Scrub Read Errors and increased UDMA_CRC_Error_Count (on Proxmox).

CompuGlobalHyperMegaNet · Nov 4, 2020

I was hoping someone could double check my thought process / conclussion in regards to an issue I'm having on my Proxmox server. As it's ZFS hardware related and not specific to Proxmox, I hope it's okay to post here (if not in the Storage forum).

I've got a disk that showed 35 Read Errors after a scrub. Seen as though SMART reported 3 UDMA_CRC_Error_Count errors (which I've read can indicate cable problems).

Here's the course of events

0. 35 Read errors reported on my pool (all on the same disk mounted at /dev/sda and marked as "FAULTED"). I'm not sure whether this was after a scrub I manually tirggered or not. Write and CHKSUM are at 0.
1. I check the SMART status and see the 3 UDMA_CRC_Error_Count errors. Queue research.
2. Having read that UDMA_CRC_Error_Count can indicate cable errors I "zpool clear tank" the pool and shut the server down (not noticing that a resilver was triggered by the clear command).
3. I disconnect and reconnect the SAS to SATA cables from the drive caddies, and remove and reinsert the disks within the caddies, making sure that the disks are properly seated.
4. I boot up the server, the resilver starts and completes sucessfully.
5. The next day, I'm getting more read errors and the UDMA_CRC_Error_Count has increased from 3 to 4 and once again, the disk is marked as "FAULTED". Still think that it's a cable issue, I "zfs clear" and shut the server down, and swap the cables around.
6. I reboot, the read errors are gone but now the same disk has 60 or so CHKSUM errors. And this point, I can't remember whether they disappeared by themselves after the resilver and/or scrub or whether I cleared them, but theyr're gone and they have yet to come back.
7. A few hours later, another disk has read error, is marked as "FAULTED", and its' UDMA_CRC_Error_Count has gone from 0 to 2. The original disk still only has 4 UDMA_CRC_Error_Count errors and is reporting 0 0 0 from "zpool status tank"

[NOTE] Please see my second post for more details in regards to the order of the cables before and after swapping them around.

As the problems move to a different disk after just swapping the cables and nothing else, am I right in concluding that the most likely culprit is the cable that came with my server pulled M1015?

Nick2253 · Nov 4, 2020

I'm surprised that you're getting a resilver. Maybe I'm misunderstanding, but a resilver should only be happening when you add a new drive to a vdev.

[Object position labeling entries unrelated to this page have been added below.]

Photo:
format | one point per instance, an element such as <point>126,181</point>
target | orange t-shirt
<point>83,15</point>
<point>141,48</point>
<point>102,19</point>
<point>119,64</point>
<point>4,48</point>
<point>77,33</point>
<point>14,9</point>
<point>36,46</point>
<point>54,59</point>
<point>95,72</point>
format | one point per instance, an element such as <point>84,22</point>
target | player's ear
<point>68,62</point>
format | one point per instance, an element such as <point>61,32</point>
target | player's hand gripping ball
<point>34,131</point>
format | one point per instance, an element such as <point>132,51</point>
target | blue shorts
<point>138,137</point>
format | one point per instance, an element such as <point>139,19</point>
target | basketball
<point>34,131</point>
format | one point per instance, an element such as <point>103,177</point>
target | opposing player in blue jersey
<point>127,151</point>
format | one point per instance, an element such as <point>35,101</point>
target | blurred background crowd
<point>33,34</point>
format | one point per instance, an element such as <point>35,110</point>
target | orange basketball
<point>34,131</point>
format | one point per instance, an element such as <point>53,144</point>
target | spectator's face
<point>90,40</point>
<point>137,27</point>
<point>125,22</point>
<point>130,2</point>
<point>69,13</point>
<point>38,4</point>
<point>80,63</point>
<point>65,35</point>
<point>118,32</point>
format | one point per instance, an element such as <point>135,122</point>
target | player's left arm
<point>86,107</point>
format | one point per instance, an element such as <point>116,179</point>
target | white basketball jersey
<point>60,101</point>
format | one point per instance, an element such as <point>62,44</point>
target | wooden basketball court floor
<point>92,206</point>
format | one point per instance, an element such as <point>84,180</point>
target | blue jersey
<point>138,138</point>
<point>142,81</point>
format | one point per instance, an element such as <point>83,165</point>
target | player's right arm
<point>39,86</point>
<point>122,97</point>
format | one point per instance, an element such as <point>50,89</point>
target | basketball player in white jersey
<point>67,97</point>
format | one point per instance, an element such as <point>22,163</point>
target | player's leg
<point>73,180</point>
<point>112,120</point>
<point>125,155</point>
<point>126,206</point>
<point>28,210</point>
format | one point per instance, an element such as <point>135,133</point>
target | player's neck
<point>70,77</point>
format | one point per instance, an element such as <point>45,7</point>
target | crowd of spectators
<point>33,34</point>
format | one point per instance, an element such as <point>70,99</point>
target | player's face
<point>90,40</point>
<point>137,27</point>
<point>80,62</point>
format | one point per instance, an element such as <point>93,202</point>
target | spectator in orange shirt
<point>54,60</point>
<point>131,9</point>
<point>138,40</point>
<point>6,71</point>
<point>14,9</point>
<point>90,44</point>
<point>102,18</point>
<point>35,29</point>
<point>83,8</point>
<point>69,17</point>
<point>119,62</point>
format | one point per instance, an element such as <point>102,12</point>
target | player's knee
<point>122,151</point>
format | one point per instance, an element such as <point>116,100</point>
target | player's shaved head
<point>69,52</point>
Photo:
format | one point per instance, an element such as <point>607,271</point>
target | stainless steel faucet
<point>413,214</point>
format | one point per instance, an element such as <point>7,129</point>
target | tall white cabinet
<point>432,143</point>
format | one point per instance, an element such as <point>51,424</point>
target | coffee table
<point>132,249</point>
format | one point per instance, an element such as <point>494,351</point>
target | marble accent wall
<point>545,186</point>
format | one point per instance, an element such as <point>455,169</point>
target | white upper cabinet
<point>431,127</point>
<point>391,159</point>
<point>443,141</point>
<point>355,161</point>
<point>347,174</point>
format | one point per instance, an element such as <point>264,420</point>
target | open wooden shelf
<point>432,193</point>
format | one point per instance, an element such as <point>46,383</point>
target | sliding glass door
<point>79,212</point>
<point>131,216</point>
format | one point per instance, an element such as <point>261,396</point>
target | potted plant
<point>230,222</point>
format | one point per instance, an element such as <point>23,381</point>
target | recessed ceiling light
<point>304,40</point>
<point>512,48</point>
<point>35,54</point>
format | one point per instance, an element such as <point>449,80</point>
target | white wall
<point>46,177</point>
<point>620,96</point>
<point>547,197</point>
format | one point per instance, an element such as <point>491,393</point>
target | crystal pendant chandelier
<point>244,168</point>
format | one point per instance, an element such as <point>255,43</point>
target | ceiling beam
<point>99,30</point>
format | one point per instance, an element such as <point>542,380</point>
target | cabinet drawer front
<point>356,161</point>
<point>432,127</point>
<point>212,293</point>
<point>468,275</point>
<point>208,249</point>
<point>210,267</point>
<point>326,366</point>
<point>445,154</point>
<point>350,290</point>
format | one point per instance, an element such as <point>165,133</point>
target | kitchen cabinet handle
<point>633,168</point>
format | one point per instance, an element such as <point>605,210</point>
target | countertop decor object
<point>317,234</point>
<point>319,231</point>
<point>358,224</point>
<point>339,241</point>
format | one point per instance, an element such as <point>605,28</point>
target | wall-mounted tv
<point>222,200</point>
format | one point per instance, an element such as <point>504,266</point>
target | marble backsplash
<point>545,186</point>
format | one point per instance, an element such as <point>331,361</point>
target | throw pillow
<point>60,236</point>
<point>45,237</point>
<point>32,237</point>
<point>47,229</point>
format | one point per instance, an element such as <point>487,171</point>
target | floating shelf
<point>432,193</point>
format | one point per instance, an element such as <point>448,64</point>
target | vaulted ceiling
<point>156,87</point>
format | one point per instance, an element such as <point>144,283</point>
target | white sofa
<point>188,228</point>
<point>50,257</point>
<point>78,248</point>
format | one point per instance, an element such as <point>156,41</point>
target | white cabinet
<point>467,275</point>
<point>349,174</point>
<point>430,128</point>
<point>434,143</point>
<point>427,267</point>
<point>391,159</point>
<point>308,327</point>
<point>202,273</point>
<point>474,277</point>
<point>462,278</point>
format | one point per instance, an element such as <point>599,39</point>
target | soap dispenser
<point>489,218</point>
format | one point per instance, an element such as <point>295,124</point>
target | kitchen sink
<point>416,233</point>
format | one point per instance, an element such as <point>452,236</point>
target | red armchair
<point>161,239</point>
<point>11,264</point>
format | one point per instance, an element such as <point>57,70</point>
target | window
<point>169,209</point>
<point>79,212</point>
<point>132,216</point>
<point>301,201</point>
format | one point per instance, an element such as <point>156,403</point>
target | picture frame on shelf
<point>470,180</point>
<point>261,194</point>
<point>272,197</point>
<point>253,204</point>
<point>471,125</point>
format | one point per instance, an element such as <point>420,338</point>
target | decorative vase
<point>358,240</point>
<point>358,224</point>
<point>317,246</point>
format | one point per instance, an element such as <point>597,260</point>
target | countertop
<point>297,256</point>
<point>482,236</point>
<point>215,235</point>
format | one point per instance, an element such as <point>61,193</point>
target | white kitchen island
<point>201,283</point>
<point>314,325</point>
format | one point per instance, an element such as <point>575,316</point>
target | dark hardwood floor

I'm assuming that the "another disk" in event 7 is in fact the same disk that received the cable that was originally attached to "original disk". If this is the case, then I'd say it's probably the cable. Swapping the cable is a relatively low-effort fix: at best it fixes the problem, and at worst it makes no difference.

CompuGlobalHyperMegaNet · Nov 4, 2020

Nick2253 said:
I'm surprised that you're getting a resilver. Maybe I'm misunderstanding, but a resilver should only be happening when you add a new drive to a vdev.

I'm assuming that the "another disk" in event 7 is in fact the same disk that received the cable that was originally attached to "original disk". If this is the case, then I'd say it's probably the cable. Swapping the cable is a relatively low-effort fix: at best it fixes the problem, and at worst it makes no difference.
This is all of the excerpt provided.